Francesco si è intrattenuto con ognuno, poi a tutti loro che danno «testimonianza di pazienza, di amore di Dio, di speranza nel Signore» ha parlato di una gioia speciale, quella che supera la sofferenza, che sa guardare avanti e nutre la Chiesa: «La Chiesa senza i malati non andrebbe avanti: voi siete forza nella Chiesa». Quindi, guardando in alto, su una balconata dove stavano ad ascoltarlo gli studenti ospiti dei padri giuseppini che studiano medicina alla Cattolica, ha detto: «Che il Signore benedica le vostre mani perché siate, nel futuro, medici bravi».

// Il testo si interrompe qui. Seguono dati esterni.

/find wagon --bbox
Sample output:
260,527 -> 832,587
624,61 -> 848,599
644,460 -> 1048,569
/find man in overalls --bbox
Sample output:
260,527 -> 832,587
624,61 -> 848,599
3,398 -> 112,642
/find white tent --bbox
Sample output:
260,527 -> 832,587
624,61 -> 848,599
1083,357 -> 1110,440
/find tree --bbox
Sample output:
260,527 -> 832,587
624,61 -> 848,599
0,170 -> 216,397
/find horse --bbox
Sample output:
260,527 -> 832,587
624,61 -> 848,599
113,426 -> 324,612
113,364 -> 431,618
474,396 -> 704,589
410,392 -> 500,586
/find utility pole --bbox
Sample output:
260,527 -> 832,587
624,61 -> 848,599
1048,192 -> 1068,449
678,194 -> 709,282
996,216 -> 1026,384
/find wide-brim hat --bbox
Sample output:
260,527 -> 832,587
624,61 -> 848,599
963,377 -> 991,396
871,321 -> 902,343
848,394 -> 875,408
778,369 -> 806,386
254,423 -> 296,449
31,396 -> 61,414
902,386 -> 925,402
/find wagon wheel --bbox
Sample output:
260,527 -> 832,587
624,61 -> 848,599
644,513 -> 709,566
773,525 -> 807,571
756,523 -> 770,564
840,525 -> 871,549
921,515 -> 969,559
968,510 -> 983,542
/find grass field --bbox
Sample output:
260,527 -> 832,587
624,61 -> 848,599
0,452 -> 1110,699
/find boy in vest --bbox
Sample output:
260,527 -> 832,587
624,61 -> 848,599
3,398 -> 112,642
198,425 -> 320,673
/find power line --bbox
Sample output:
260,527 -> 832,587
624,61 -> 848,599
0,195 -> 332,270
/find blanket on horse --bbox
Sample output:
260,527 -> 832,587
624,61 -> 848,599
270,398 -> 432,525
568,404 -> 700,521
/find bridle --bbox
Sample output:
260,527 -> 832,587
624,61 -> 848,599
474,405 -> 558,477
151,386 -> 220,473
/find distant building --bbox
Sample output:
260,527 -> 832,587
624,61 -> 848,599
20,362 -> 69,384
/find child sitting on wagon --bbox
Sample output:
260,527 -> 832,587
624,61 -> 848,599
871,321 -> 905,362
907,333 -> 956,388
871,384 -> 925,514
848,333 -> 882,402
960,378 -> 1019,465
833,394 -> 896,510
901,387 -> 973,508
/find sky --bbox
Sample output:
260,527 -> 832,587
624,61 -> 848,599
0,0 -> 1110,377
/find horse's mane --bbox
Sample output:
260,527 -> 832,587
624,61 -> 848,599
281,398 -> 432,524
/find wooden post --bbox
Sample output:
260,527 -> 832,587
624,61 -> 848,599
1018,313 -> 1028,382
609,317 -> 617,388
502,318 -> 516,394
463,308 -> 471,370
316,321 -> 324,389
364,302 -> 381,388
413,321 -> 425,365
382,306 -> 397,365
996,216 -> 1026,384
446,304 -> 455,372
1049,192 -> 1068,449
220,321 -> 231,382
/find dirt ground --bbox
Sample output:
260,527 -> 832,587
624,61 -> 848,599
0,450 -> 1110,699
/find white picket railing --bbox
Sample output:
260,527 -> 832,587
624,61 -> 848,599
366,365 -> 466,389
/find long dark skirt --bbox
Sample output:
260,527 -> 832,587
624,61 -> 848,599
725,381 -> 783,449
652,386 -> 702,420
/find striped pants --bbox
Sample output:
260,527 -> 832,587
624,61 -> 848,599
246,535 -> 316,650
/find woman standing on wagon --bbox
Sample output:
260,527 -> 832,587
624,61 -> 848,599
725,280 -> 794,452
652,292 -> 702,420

Lungo questo itinerario della gioia che si è snodato nel pomeriggio romano di Papa Francesco, c'è stato poi l'incontro con la comunità dei giuseppini, provenienti da tutto il mondo, e quindi quello con la gioia più bella, quella della vita che nasce. In una sala, infatti, ad attendere il Pontefice c'erano una sessantina di bambini, con i loro genitori, fratellini e sorelline, che hanno ricevuto il battesimo quest'anno. È il luogo della famiglia celebrata, il luogo dell'intimità, perché anche se arriva il Papa l'attenzione e le premure sono anzitutto per quei piccolini infagottati. E Francesco vi è entrato con discrezione e delicatezza. Ha dispensato baci, carezze e sorrisi. A una mamma un po' in imbarazzo perché il figlio piangeva per la fame, ha detto: «Dagli da mangiare» e l'ha invitata ad allattare il piccolo. Al termine dei saluti, al microfono, ha elevato un vero e proprio inno ai bambini, «semi di futuro», custodi delle nostre speranze. Poi, dopo aver assegnato a tutti il «compito» di ricordare sempre la data del proprio battesimo, si è raccomandato di non far uscire dalle chiese i bambini che piangono o fanno rumore, perché il loro pianto «è la migliore predica! Il pianto di un bambino è la voce di Dio!».
Tornato in sacrestia, Francesco ha confessato cinque parrocchiani, gioia donata insieme con la misericordia del Signore che perdona. Poi, indossati i paramenti rosa, ha presieduto la messa nella chiesa parrocchiale. A concelebrare accanto a lui, insieme al clero parrocchiale, c'erano il cardinale Vallini, il vescovo Selvadagi, i giuseppini Piscopo, Testa e Meleth, e il parroco prefetto della zona pastorale, padre Paolo Maiello. Alla fine del rito diretto da monsignor Marini, maestro delle celebrazioni liturgiche, dopo aver ascoltato l'indirizzo d'omaggio del parroco, la consegna finale: «Non dimenticate la gioia», quella vera che è dono del Signore. Poí, un ultimo saluto alla folla che dopo tante ore era ancora fuori ad attenderlo, la benedizione e gli auguri di buon Natale.